Installing and Administering Internet Services

Chapter 7 289
Configuring the Network Time Protocol (NTP)
Getting Started with NTP
You will need to evaluate these potential time servers (and the network
paths) to decide if they are close enough (ping time, delay and variation)
and well configured before you use them. Some time servers may also
require notification before you use them, so pay attention to the
ettiquitte of the listings at UDelaware. Do not point more than three of
your machines at any one public time server. Use that small group of
your machines (at stratum-2 or stratum-3) as the main time servers for
the rest of your organization. For more information about stratum levels,
see the section “Stratum Levels and Time Server Hierarchy” on page
298.
The public stratum-2 servers can provide good timeservice for almost
anybody. Also, their access policies are less restrictive than the
stratum-1 servers. The quality of the network service between your
machine and the public time server (or your ISP) dominates the errors
you will see. This makes the distinction between stratum-1 and
stratum-2 almost meaningless for most purposes.
Dispersion is a measurement of time server quality plus network quality.
In reality, the network quality swamps everything else.
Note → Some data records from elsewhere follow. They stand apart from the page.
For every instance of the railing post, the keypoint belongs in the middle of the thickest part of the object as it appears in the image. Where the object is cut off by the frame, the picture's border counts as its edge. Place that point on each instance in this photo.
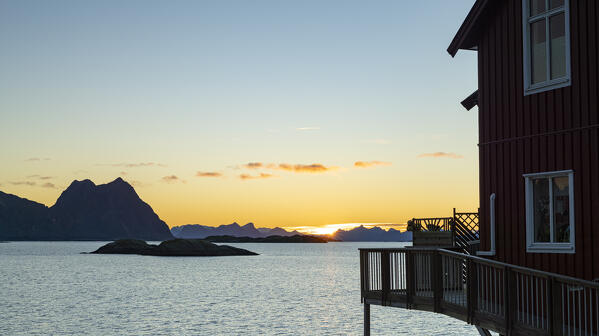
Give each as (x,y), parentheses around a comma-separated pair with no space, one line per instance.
(366,319)
(363,273)
(472,289)
(510,303)
(385,277)
(437,280)
(555,307)
(410,278)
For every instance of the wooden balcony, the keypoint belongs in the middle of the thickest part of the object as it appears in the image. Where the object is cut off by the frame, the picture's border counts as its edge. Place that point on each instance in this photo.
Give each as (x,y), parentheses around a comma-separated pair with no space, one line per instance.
(495,296)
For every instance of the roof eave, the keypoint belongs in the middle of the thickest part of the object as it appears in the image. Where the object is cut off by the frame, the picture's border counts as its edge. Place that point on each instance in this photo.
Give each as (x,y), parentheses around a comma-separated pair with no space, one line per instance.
(466,37)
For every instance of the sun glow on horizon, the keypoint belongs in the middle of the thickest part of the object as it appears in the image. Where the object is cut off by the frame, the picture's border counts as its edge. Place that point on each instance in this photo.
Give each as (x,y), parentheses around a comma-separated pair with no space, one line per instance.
(329,229)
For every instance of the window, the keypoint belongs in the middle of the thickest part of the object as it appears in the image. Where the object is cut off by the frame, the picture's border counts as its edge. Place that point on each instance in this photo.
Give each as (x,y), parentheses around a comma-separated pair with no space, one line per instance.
(550,212)
(546,44)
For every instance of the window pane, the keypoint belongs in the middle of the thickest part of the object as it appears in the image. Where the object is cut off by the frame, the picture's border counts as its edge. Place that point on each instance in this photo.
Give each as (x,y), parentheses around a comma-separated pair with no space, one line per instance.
(555,3)
(557,30)
(561,209)
(538,52)
(536,7)
(541,210)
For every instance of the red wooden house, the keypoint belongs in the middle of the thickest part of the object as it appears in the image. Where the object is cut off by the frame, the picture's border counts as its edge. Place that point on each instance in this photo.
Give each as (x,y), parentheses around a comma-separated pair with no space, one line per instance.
(537,267)
(538,130)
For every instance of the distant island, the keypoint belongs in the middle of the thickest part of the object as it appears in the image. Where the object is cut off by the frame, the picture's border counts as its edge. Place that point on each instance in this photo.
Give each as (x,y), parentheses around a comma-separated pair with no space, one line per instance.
(197,231)
(112,211)
(171,248)
(374,234)
(357,234)
(269,239)
(84,211)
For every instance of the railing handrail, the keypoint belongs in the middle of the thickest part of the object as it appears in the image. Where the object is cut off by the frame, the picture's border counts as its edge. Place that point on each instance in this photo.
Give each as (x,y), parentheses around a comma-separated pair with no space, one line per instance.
(495,263)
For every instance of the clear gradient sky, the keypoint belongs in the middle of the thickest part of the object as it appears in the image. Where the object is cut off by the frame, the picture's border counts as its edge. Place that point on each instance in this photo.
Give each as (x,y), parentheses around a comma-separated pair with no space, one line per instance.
(178,97)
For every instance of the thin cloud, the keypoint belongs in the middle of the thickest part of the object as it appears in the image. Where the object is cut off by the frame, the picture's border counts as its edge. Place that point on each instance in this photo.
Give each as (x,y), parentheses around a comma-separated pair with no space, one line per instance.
(378,141)
(367,164)
(305,168)
(441,155)
(134,165)
(171,179)
(296,168)
(313,128)
(137,184)
(253,165)
(27,183)
(209,174)
(36,159)
(255,177)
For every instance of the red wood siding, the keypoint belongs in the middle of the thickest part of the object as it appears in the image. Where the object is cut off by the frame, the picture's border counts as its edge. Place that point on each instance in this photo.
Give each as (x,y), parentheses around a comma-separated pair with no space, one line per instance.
(548,131)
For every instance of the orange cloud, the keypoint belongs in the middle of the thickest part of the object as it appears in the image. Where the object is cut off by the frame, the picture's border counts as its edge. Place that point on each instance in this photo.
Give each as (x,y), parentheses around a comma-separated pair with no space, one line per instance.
(252,177)
(37,159)
(209,174)
(366,164)
(27,183)
(135,165)
(137,184)
(296,168)
(170,179)
(312,128)
(441,155)
(301,168)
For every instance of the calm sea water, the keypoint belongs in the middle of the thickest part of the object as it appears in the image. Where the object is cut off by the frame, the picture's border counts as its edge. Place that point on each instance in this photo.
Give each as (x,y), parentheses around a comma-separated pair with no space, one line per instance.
(48,288)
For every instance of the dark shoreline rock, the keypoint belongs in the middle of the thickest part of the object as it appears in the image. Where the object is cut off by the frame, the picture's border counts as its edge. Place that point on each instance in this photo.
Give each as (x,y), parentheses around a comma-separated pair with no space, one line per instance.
(171,248)
(269,239)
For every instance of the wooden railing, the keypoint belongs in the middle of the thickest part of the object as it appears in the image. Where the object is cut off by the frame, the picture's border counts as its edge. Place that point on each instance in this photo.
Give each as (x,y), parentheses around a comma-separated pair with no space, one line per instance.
(463,225)
(504,298)
(442,223)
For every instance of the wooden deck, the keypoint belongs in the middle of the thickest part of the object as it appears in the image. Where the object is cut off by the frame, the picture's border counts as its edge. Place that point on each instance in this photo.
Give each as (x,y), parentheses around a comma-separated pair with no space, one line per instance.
(507,299)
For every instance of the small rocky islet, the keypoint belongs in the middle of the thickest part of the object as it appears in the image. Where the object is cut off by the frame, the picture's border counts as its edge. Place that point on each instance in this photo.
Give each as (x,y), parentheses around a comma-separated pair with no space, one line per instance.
(171,248)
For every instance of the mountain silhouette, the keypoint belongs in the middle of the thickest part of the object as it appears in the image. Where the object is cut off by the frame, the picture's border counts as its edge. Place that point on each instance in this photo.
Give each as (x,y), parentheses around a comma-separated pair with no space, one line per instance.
(362,233)
(196,231)
(84,211)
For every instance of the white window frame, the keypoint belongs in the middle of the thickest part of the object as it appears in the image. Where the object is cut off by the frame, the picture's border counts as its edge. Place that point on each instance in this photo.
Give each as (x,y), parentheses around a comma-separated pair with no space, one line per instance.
(549,84)
(531,245)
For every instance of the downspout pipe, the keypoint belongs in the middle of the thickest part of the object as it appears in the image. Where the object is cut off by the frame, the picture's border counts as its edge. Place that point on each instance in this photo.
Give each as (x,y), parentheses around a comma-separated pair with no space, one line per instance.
(492,218)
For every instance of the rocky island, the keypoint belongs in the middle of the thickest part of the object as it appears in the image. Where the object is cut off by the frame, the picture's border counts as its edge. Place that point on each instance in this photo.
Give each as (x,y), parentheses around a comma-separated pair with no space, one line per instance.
(269,239)
(171,248)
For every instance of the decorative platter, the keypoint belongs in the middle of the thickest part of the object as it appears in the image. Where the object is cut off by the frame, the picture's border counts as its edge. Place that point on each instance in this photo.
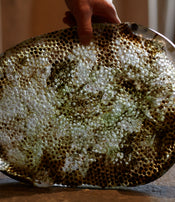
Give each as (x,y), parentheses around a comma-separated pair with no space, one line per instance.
(101,115)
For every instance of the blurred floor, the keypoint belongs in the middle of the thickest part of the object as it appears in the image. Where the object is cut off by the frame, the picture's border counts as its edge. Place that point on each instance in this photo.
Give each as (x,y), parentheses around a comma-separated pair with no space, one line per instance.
(162,190)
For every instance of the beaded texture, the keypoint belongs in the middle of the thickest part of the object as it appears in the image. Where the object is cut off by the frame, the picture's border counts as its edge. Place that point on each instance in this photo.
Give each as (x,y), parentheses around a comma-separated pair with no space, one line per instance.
(100,115)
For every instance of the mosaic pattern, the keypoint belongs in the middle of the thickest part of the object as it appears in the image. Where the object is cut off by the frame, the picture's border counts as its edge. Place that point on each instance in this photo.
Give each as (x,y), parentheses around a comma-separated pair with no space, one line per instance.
(100,115)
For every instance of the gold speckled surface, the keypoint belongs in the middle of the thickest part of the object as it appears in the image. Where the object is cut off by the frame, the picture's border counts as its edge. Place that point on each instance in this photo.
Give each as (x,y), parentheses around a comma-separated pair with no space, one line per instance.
(100,115)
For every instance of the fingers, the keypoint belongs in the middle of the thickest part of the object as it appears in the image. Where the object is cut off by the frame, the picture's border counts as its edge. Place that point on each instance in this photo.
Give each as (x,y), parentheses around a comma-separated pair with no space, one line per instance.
(84,25)
(69,19)
(83,12)
(107,11)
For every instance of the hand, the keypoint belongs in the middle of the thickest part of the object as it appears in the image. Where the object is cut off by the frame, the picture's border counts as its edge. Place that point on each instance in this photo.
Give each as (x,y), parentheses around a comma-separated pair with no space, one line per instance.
(84,12)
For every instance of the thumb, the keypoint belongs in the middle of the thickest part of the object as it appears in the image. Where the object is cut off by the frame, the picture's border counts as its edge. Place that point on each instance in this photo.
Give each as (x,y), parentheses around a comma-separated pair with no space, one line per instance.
(84,25)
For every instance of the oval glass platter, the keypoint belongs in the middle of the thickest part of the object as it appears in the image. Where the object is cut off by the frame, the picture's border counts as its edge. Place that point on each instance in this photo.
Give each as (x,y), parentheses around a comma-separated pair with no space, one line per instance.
(100,115)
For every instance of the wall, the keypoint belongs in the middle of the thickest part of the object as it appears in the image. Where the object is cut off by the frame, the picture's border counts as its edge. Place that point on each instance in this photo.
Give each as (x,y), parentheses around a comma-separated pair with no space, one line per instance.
(22,19)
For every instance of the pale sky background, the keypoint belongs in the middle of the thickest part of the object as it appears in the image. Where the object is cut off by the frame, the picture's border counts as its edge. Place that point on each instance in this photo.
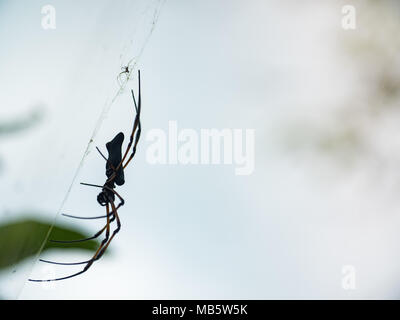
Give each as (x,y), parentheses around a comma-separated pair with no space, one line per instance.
(192,231)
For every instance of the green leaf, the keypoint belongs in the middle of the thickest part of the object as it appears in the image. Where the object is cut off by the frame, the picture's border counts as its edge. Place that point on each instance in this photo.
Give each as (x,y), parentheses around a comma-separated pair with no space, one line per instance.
(22,239)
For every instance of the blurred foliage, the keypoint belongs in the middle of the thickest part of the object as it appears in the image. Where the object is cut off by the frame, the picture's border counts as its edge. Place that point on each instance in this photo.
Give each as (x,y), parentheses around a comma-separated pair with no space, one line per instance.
(23,239)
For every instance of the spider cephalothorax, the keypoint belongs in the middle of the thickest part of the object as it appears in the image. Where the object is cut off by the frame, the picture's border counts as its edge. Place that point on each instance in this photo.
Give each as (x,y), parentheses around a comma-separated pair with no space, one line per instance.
(115,165)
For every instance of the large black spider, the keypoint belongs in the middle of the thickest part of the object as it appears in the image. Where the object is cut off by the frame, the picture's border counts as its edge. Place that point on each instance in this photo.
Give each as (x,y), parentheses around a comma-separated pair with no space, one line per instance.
(115,165)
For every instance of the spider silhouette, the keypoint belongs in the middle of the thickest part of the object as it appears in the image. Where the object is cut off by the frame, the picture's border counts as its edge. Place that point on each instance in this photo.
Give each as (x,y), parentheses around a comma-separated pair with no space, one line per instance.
(115,166)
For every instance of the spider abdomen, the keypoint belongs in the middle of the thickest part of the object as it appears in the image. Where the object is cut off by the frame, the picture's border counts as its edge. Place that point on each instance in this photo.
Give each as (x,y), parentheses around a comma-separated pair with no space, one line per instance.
(114,159)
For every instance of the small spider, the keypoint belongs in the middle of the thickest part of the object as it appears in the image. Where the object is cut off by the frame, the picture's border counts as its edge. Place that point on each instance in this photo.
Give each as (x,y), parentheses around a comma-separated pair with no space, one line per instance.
(115,166)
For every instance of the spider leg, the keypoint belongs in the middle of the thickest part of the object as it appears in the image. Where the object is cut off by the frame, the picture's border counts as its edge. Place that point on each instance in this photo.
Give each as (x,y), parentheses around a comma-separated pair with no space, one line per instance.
(85,218)
(89,262)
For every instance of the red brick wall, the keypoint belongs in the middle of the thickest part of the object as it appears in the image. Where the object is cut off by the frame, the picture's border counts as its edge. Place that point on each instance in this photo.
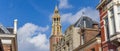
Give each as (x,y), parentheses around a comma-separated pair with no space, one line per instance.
(90,34)
(96,47)
(7,47)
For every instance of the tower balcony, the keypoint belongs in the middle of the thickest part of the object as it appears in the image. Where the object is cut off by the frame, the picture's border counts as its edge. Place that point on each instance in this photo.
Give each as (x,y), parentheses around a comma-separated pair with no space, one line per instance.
(115,39)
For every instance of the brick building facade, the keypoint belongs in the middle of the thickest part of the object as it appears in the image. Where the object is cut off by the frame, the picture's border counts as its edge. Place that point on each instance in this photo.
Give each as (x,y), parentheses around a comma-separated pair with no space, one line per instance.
(109,11)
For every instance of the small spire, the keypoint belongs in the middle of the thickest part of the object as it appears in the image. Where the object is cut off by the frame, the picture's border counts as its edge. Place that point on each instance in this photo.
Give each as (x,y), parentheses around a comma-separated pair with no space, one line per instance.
(56,8)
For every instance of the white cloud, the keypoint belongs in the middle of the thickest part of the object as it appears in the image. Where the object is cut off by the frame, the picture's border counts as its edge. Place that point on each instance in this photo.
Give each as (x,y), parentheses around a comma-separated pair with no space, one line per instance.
(64,4)
(72,18)
(32,38)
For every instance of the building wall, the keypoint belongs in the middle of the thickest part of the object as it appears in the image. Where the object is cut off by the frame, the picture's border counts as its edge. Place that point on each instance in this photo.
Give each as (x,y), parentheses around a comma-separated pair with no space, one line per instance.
(112,13)
(76,37)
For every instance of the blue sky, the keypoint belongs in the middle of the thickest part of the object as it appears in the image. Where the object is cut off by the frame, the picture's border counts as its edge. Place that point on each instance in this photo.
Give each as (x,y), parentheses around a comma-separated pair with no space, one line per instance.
(37,14)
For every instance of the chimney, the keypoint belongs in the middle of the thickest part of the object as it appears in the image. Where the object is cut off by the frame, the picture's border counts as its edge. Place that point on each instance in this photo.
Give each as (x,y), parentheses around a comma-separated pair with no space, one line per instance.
(15,26)
(95,26)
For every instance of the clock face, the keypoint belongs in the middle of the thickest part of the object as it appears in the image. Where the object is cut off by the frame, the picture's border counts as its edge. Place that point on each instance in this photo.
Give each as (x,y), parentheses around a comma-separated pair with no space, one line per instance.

If your network
is slow or overloaded, then dispersion will be high no matter how good
the time servers themselves are. NTP may be your first experience with
an application that is actually sensitive to network service quality.
Other applications (FTP, DNS, NFS, sendmail) can tolerate huge delays
in packet delivery because their data is not time-critical.
But NTP is different. Delays are deadly for your time service. Delays
immediately show up in the dispersion figures. If you care about
milliseconds, you must vigorously pursue your dispersion measurements
and pay attention to network service quality. If you care about
microseconds, you must abandon the network time servers and purchase
a radio clock for each NTP client.
You can evaluate different public time servers from the stratum-2 list.
First is a machine that HP is providing in Silicon Valley for public use in
North America. This machine was recently upgraded from stratum-2 to
stratum-1 with a new GPS receiver, but the lists at UDelaware might not
have been updated yet.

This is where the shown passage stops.